DPR RI akhirnya mengesahkan Omnibus Law Rancangan Undang-Undang (RUU) Cipta Kerja menjadi Undang-Undang (UU) dalam Rapat Paripurna DPR RI, Senin (5/10/20). Pengesahan itu dilakukan di tengah gelombang protes yang tak henti dari serikat buruh dan mahasiswa serta di tengah pandemi COVID-19 sehingga minim partisipasi publik.

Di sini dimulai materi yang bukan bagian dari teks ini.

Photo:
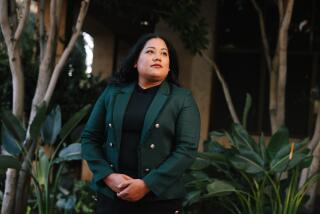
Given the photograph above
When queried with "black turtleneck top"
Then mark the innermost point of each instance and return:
(133, 119)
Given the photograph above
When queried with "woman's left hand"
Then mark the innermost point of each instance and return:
(133, 190)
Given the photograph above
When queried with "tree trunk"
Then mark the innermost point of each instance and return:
(9, 192)
(225, 88)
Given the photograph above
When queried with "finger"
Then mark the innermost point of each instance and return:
(127, 177)
(124, 184)
(123, 194)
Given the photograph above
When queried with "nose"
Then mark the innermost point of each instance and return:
(157, 57)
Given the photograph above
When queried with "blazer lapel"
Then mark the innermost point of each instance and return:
(120, 105)
(154, 109)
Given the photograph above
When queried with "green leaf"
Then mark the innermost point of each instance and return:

Wakil Ketua DPR RI Azis Syamsuddin selaku pimpinan sidang akhirnya mengetuk palu sebagai tanda pengesahan resmi RUU Cipta Kerja menjadi UU, usai mendapatkan persetujuan dari seluruh peserta rapat. Sebelumnya, pemerintah bersama Badan Legislasi (Baleg) DPR RI telah lebih dulu menyepakati substansi RUU Cipta Kerja dalam Raker Panja, Sabtu (3/10) malam.
“Telah kita dengar pandangan dan pendapat akhir dari Badan Legislatif,” kata Pimpinan Rapat Paripurna DPR Azis Syamsudin di Gedung DPR RI, Jakarta, Senin (5/10) seperti disiarkan secara live streaming di YouTube DPR RI.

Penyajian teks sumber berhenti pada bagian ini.